Verification is becoming central to both reinforcement-learning-based training and inference-time control of large language models (LLMs). Yet current verifiers face a fundamental trade-off: LLM-based verifiers are expressive but hard to control and prone to error, while deterministic executable verifiers are reliable and interpretable but often limited in capability. We study the following question: given a development set of LLM outputs and labels for a target objective, such as correctness, can we automatically induce a minimal set of Python verifiers whose joint satisfaction closely matches that objective? We propose AutoPyVerifier, a framework that uses an LLM to synthesize candidate verifier functions and then refines them through search over a directed acyclic graph (DAG). By navigating the DAG, AutoPyVerifier systematically explores the space of deterministic executable verifiers and selects a compact verifier set whose joint satisfaction best approximates the target objective. Across mathematical reasoning, coding, function calling, and instruction-following benchmarks for several state-of-the-art LLMs, AutoPyVerifier improves target-objective prediction by up to 55.0 F1 points over the initial LLM-generated verifier sets. Additional analyses show that the most useful verification targets vary by benchmark and model, and that the DAG-based search shifts the learned verifier sets toward more structural and semantically grounded checks. We further show that exposing the discovered verifier set to an LLM as an external tool improves downstream accuracy by up to 17.0 points.
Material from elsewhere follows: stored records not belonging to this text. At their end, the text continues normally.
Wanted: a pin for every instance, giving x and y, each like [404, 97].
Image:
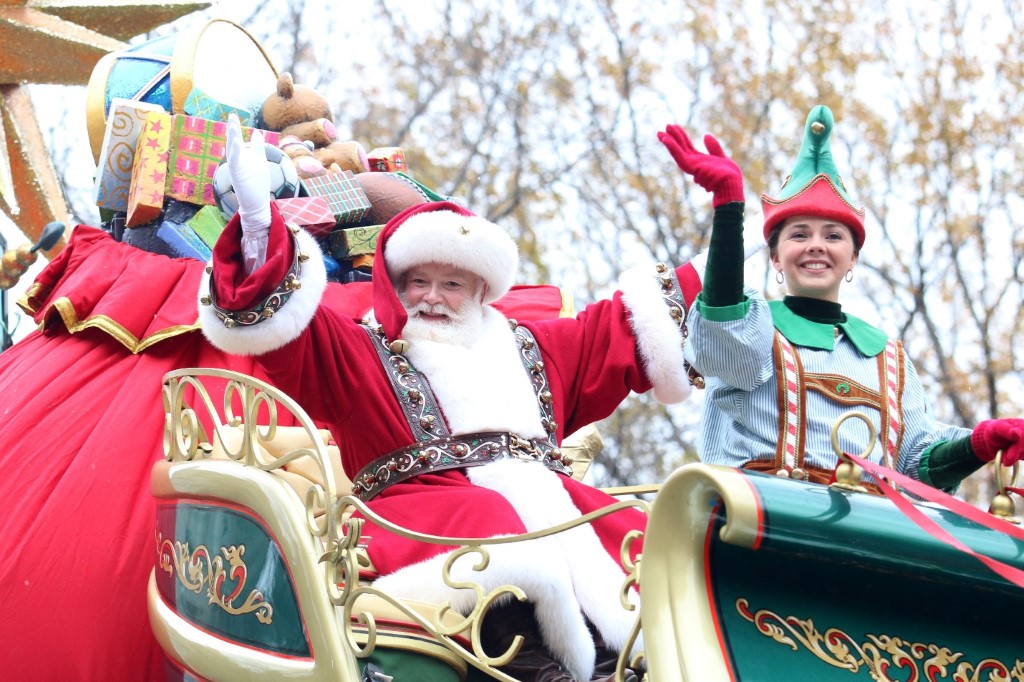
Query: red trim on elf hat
[439, 232]
[819, 199]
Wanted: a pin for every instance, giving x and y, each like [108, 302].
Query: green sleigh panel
[743, 577]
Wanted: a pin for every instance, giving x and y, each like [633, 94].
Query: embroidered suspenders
[435, 449]
[794, 383]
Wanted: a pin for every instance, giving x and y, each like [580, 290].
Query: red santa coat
[327, 363]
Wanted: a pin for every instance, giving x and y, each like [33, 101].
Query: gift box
[208, 223]
[349, 274]
[309, 212]
[182, 242]
[387, 160]
[202, 105]
[351, 242]
[343, 195]
[117, 153]
[364, 262]
[197, 148]
[145, 195]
We release our code
翻译:[translated abstract in Chinese]
验证正成为强化学习训练和大语言模型(LLMs)推理时控制的核心。然而,当前的验证器面临一个根本性权衡:基于LLM的验证器表达能力丰富但难以控制且易出错,而确定性可执行验证器可靠且可解释但能力有限。我们研究如下问题:给定一个针对目标目标(如正确性)的LLM输出及其标签的开发集,能否自动归纳出一组最简的Python验证器,使其联合满足条件紧密匹配该目标?我们提出AutoPyVerifier框架,该框架利用LLM合成候选验证函数,然后通过在有向无环图(DAG)上的搜索对其进行精炼。通过导航DAG,AutoPyVerifier系统性地探索确定性可执行验证器的空间,并选择一组紧凑的验证器,使其联合满足条件最佳逼近目标目标。在多个最先进LLM的数学推理、编码、函数调用和指令遵循基准测试上,AutoPyVerifier相比初始LLM生成的验证器集,在目标目标预测上最多提升55.0个F1分数点。进一步分析表明,最有用的验证目标因基准和模型而异,且基于DAG的搜索将学习到的验证器集转向更结构化和语义更扎实的检查。我们进一步证明,将发现的验证器集作为外部工具暴露给LLM,可将下游准确率提升多达17.0个百分点。我们已公开发布代码。